Thirty-five states, including Louisiana, have “right to cure” statutes requiring potential plaintiffs to follow specific procedures to give potential defendants an opportunity to resolve a construction defect dispute prior to the filing of a lawsuit. While some of these statutes expressly provide that claims pursued through the pre-suit procedures do not trigger insurance coverage, other statutes are less clear. This was the issue in Altman Contractors, Inc. v. Crum & Forster Specialty Ins. Co., where the Florida Supreme Court addressed the interplay between the notice requirements under Florida’s “right to cure” statute with those triggering coverage under a standard CGL insurance policy.
Under Chapter 588, Florida Statutes, the claimant must serve written notice of a claim on the contractor, subcontractor, supplier, or design professional describing the nature of the alleged construction defect. If the contractor disputes the claim and will neither remedy the defect nor settle the claim, or if the contractor fails to respond within the statutorily prescribed time period, the claimant may proceed with a civil action or arbitration proceeding, but only as to those defects noticed in accordance with Chapter 558.
Altman Contractors, Inc. (“Altman”) was the general contractor for the construction of a high-rise condominium in Florida (the “Sapphire Project”). Altman was insured by Crum & Forester Specialty Insurance Company (“Crum”), and the policy provided that Crum had a duty to defend Altman against any “suit” which the policy defined as a civil proceeding in which damages were sought for bodily injury, property damage or personal and advertising injury. Under the policy, suit included “[a]n arbitration proceeding . . . or any other alternative dispute resolution proceeding in which such damages are claimed and to which the insured submits without consent.”
In 2012, the owner of the condominium served Altman, pursuant to Chapter 588, with notices of claim alleging several hundred defects in the Sapphire Project. Altman sought declaratory judgment that Crum owed a duty to defend and to indemnify Altman under its CGL policy. After the district court denied Altman’s motion for summary judgment and granted summary judgment for Crum, Altman appealed to the Eleventh Circuit, which certified the issue to the Florida Supreme Court.
The Florida Supreme Court held that the notice process established by Chapter 588 constitutes a suit within the meaning of the policy issued by Crum to Altman. The court found that while the chapter 588 process does not constitute a civil proceeding it is included in the policy’s definition of suit as an “alternative dispute resolution proceeding” to which the insurer’s consent is required to invoke the insurer’s duty to defend the insured.
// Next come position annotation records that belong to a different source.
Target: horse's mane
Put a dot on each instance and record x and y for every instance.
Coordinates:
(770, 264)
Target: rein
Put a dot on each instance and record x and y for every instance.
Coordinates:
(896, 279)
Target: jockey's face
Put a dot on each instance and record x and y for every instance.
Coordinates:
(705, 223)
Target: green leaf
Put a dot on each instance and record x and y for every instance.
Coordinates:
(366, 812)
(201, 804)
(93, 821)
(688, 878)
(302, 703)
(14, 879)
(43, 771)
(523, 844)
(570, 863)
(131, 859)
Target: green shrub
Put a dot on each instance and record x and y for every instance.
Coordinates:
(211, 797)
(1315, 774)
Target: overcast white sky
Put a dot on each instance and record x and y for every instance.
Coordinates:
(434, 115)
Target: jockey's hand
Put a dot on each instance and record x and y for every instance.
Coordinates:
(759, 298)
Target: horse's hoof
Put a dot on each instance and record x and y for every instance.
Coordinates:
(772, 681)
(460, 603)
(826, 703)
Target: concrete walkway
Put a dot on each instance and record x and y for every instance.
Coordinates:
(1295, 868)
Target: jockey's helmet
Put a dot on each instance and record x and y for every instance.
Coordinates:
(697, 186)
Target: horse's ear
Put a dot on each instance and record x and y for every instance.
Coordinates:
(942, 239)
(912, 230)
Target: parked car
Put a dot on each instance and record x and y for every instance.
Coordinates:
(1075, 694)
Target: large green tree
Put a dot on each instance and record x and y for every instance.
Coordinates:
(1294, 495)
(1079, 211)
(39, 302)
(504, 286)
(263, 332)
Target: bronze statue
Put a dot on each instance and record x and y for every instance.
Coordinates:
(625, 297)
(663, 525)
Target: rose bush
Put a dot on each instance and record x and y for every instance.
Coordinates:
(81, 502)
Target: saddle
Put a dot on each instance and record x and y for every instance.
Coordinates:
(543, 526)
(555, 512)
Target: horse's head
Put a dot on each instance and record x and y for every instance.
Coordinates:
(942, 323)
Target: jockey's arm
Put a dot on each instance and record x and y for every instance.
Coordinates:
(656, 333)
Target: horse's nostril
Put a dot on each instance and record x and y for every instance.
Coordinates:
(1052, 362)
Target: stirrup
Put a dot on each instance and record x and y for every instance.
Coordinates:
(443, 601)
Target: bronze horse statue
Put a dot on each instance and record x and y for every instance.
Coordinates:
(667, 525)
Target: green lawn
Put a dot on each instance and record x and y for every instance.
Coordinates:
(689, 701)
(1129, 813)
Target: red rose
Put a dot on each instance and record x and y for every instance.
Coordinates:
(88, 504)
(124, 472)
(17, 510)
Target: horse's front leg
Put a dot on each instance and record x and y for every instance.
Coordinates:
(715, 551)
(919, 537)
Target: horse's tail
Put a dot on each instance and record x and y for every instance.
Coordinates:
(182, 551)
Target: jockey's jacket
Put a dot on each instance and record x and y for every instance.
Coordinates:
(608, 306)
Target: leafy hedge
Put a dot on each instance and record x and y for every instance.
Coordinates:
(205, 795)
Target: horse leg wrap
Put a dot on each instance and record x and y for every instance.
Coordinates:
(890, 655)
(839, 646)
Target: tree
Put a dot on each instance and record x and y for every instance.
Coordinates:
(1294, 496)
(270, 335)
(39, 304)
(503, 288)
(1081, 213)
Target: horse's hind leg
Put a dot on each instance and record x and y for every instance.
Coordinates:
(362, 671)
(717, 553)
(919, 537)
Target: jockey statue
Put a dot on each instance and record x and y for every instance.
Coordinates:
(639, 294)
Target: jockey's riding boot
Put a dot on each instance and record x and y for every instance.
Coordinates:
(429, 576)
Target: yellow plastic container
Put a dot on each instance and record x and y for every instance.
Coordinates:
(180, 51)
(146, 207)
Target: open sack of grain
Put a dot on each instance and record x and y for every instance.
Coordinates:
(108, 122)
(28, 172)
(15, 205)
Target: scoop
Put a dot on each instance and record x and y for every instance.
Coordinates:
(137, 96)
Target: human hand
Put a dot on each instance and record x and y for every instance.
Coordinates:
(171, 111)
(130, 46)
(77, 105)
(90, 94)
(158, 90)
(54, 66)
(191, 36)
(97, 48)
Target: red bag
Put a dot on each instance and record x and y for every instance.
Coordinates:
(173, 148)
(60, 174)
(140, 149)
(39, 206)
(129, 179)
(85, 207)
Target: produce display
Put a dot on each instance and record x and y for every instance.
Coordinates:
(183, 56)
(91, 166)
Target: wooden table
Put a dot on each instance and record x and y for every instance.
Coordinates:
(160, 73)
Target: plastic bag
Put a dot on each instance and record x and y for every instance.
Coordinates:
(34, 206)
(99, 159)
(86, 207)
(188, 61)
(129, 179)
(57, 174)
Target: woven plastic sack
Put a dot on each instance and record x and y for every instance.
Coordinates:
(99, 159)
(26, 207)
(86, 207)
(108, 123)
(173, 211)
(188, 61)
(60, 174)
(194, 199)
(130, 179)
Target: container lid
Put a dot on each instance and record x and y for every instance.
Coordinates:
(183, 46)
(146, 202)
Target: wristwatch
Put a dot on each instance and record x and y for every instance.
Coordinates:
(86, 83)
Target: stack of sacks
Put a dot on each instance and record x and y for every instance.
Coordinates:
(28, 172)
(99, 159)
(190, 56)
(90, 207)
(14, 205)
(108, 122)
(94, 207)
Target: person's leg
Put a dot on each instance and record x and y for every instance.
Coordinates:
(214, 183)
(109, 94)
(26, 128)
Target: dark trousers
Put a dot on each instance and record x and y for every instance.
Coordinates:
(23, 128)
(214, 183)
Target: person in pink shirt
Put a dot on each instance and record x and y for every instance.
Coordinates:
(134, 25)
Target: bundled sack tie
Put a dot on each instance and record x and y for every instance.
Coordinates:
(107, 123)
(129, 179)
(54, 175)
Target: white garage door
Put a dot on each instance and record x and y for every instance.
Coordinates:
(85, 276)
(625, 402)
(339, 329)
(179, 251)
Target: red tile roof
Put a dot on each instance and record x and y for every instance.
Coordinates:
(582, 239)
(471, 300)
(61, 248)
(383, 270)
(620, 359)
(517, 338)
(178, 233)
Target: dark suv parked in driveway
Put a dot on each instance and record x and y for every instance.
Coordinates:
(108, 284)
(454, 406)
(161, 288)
As to whether the Chapter 588 process constituted a civil proceeding, the court cited a prior case in which the same court defined proceeding as “any procedural means for seeking redress from a tribunal or agency.” The court also looked to the Merriam Webster definition of proceeding (“a particular step or series of steps in the enforcement, adjudication, or administration of rights, remedies, laws, or regulations.”) as well as the Black’s Law Dictionary definition of civil proceeding (“a judicial hearing session, or lawsuit in which the purpose is to decide or delineate private rights and remedies, as in a dispute between litigants in a matter relating to torts, contracts, property, or family law”). The court held that, according to these definitions, the Chapter 588 process could not be considered a civil proceeding because the recipients participation in the Chapter 588 settlement process is not mandatory or adjudicative. As to whether the Chapter 588 process constitutes an alternative dispute resolution proceeding as included in the policy’s definition of suit, the court answered in the affirmative. Looking to Black’s Law Dictionary which defines alternative dispute resolution as “a procedure for settling a dispute by means other than litigation,” the court found that the process fit within the plain meaning of the policy term.
The Altman decision has significant implications for contractors and CGL carriers operating in the Sunshine State, and other states with right to cure statutes. Insurers operating in right to cure states should carefully review their policies to determine whether pre-suit notices fit within the definition(s) of instances triggering their duty to defend. On the other hand, a contractor who receives pre-suit notice may be forced to incur attorney’s or expert’s fees to defend against a pre-suit claim or to fund compensation pursuant to a pre-suit settlement. Thus, contractors should review their CGL policies to ensure they include coverage for statutory pre-suit claims processes. For contractors who have already received pre-suit notice and are unsure as to whether they are entitled to defense or indemnity by their CGL insurer, it may be wise to ignore the pre-suit notice and wait for a lawsuit to be filed. At the very least, a contractor should obtain consent from its CGL carrier before submitting to any pre-suit process.